Figure 10Part des ménages ayant l’intention d’acheter un logement et nombre de transactions immobilières(données non CVS)

  • Dernier point : août 2024 pour la part de ménages ayant l’intention d’acheter un logement ; juin 2024 pour le nombre de transactions immobilières.
  • Source : Insee, enquête mensuelle de conjoncture auprès des ménages (Camme) ; Inspection générale de l’environnement et du développement durable.

Croissance fragilisée

Au total, l’activité progresserait de +0,4 % cet été, soutenue par la tenue des Jeux Olympiques et Paralympiques dont l’impact sur la croissance du trimestre est estimé à 0,3 point (Note de conjoncture de juillet 2024), avant de se replier de -0,1 % par contrecoup à l’automne (figure 11). Sur l’ensemble de l’année 2024, la croissance atteindrait +1,1 %, comme en 2023. L’élan pour 2025 serait faible : l’acquis de croissance fin 2024 s’élèverait à +0,2 %.

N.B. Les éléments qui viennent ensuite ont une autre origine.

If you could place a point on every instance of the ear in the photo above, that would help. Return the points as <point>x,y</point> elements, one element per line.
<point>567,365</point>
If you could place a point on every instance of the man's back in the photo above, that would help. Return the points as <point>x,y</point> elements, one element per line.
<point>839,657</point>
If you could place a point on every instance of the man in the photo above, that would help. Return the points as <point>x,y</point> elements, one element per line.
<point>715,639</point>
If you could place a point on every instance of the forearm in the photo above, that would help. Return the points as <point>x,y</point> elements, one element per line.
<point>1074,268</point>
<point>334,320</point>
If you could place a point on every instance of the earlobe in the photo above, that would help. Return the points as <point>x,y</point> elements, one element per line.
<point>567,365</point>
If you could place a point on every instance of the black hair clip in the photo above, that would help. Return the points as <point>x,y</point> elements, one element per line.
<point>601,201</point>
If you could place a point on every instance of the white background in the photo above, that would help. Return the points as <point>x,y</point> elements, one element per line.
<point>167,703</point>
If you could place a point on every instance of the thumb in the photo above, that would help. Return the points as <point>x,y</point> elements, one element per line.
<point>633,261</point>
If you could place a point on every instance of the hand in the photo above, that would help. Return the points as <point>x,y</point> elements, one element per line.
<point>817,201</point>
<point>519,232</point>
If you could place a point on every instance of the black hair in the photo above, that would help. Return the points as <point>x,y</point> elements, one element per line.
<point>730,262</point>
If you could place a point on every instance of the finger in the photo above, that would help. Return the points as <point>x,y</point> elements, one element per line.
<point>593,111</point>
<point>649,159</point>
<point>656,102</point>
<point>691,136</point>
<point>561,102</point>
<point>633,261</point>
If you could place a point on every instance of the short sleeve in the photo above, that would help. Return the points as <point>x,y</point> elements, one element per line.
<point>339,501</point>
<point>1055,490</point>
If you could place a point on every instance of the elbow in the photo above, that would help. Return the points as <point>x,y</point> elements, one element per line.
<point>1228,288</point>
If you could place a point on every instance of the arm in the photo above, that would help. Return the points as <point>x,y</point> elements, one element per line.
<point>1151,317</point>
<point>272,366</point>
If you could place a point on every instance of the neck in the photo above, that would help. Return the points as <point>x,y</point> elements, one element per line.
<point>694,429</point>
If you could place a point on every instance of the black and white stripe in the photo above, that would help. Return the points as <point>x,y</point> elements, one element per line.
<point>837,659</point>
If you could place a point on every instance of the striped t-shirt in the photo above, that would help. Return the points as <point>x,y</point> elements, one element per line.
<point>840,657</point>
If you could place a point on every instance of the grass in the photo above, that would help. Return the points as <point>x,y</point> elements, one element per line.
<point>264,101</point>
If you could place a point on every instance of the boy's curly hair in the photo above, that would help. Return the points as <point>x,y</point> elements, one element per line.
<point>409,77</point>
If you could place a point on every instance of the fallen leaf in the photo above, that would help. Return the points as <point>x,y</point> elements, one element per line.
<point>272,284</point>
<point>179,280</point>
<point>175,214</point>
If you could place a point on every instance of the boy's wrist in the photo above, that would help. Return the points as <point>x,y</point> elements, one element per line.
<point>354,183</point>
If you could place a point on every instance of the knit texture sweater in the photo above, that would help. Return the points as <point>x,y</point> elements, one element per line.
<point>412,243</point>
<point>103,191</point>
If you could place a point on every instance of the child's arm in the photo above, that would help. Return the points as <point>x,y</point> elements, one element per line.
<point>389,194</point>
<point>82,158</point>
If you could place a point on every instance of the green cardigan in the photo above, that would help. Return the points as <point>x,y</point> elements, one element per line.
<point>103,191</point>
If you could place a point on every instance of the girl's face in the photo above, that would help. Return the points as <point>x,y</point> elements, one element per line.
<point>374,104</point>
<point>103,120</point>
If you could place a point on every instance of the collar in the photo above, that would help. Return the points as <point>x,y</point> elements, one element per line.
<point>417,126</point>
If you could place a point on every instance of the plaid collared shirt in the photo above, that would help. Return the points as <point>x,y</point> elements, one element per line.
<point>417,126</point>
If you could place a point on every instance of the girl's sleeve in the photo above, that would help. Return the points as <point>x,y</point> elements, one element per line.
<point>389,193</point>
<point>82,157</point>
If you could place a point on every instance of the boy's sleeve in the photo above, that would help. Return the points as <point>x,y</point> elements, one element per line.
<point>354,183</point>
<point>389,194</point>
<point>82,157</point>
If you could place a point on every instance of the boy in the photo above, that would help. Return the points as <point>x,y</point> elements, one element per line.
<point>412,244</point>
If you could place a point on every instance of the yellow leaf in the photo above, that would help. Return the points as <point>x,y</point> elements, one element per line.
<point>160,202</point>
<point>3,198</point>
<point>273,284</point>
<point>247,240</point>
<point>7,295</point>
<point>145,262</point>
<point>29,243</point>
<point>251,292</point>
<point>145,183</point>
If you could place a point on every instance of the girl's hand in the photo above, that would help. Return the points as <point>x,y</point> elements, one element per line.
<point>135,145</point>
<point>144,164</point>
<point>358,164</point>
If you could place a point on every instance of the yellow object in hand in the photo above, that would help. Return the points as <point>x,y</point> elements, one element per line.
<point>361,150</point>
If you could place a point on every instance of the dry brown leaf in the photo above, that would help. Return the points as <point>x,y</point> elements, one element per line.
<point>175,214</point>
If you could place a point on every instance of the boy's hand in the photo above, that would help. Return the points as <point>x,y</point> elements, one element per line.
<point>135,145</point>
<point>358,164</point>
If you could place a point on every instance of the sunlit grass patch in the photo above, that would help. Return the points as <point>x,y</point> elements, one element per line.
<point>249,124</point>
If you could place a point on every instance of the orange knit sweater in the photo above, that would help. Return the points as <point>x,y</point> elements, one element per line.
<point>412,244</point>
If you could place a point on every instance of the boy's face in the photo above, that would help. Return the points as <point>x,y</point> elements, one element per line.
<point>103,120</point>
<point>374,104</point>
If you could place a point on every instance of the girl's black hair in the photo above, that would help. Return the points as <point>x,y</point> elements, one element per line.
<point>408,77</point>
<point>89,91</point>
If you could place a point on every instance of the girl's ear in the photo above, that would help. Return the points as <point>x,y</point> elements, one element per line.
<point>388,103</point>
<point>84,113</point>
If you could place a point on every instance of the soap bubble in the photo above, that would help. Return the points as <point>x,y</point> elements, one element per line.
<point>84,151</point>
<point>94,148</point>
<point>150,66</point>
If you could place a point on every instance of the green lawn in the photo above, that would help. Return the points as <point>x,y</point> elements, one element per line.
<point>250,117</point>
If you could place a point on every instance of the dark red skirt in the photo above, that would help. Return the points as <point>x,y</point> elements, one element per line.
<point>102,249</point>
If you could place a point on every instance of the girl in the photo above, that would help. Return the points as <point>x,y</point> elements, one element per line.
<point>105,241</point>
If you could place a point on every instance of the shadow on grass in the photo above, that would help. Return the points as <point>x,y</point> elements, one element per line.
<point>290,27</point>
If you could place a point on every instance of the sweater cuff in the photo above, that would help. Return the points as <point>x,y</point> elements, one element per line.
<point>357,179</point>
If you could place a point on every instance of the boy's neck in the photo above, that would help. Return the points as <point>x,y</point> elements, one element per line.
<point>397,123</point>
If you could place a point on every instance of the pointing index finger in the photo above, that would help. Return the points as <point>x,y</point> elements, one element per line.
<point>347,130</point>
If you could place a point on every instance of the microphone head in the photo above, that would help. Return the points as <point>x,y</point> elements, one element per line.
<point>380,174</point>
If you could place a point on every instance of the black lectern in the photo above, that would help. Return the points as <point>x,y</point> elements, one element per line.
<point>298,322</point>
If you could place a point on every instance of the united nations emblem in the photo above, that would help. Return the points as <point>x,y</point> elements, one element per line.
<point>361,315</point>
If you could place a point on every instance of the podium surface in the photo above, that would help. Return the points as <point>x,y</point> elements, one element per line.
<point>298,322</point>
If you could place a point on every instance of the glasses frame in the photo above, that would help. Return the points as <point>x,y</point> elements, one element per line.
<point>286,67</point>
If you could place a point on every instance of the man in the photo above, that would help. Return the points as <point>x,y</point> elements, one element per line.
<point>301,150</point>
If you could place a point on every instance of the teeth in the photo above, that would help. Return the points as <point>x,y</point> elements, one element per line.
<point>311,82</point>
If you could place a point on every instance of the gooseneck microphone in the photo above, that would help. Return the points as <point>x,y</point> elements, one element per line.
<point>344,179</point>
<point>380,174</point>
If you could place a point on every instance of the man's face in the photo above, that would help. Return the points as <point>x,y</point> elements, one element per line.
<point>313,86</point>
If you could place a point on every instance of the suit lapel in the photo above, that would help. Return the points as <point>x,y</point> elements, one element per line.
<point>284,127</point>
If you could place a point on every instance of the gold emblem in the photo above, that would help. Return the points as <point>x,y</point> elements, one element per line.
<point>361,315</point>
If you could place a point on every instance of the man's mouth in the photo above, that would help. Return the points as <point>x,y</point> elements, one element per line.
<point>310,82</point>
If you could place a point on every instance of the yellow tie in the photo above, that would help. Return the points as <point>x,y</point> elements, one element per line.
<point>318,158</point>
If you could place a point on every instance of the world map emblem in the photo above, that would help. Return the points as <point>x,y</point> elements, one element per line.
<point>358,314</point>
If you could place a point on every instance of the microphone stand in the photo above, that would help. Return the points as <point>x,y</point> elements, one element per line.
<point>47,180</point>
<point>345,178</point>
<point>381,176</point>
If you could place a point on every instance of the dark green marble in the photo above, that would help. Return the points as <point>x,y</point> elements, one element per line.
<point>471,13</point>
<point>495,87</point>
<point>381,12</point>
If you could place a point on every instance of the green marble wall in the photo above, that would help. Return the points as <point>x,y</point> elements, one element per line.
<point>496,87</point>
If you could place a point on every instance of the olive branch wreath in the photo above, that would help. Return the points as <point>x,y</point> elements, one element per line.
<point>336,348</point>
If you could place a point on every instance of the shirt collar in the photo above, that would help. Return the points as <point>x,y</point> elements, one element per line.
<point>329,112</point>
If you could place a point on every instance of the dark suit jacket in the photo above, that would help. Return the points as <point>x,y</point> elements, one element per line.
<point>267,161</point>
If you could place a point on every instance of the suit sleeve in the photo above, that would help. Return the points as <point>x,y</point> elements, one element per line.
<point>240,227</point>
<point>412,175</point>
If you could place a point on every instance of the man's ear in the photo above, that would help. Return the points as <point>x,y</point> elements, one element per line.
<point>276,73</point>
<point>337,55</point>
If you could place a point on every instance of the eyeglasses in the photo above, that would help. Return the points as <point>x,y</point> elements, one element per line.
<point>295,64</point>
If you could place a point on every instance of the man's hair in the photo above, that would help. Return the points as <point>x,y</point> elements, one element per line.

Figure 11Activité économique (PIB) passée et prévue

(variations trimestrielles et annuelles en %)
Activité économique (PIB) passée et prévue ((variations trimestrielles et annuelles en %))
2022 2023 2024 2022 2023 2024
(p)
T1 T2 T3 T4 T1 T2 T3 T4 T1 T2 T3
(p)
T4
(p)
Produit intérieur brut (PIB) -0,2 0,4 0,5 0,1 0,0 0,7 0,1 0,4 0,3 0,2 0,4 -0,1 2,6 1,1 1,1
  • (p) Prévision.
  • Lecture : au deuxième trimestre 2024, le PIB a progressé de +0,2 %. Il augmenterait de 0,4 % au troisième trimestre 2024.
  • Source : Insee.

Plusieurs aléas sont susceptibles d’affecter ce scénario, à la hausse comme à la baisse. Sur le plan extérieur, la reprise de l’économie allemande ne cesse d’être repoussée : une sortie de l’ornière apporterait un soutien bienvenu, tandis qu’une entrée en récession franche freinerait les exportations françaises. En France, alors que la croissance est principalement portée par le commerce extérieur et les dépenses publiques depuis trois trimestres, la situation politique reste un facteur important d’incertitude. Sur le plan budgétaire, l’orientation à court terme reste à préciser. Le contexte est également susceptible d’affecter le comportements des agents privés : du côté des ménages, les récents gains de pouvoir d’achat n’ont pas encore été consommés et les signaux conjoncturels témoignent pour l’heure d’une reprise modérée de la consommation ; quant aux entreprises, un attentisme relatif semble de mise mais les récentes fluctuations du climat des affaires attestent que les anticipations peuvent s’ajuster rapidement.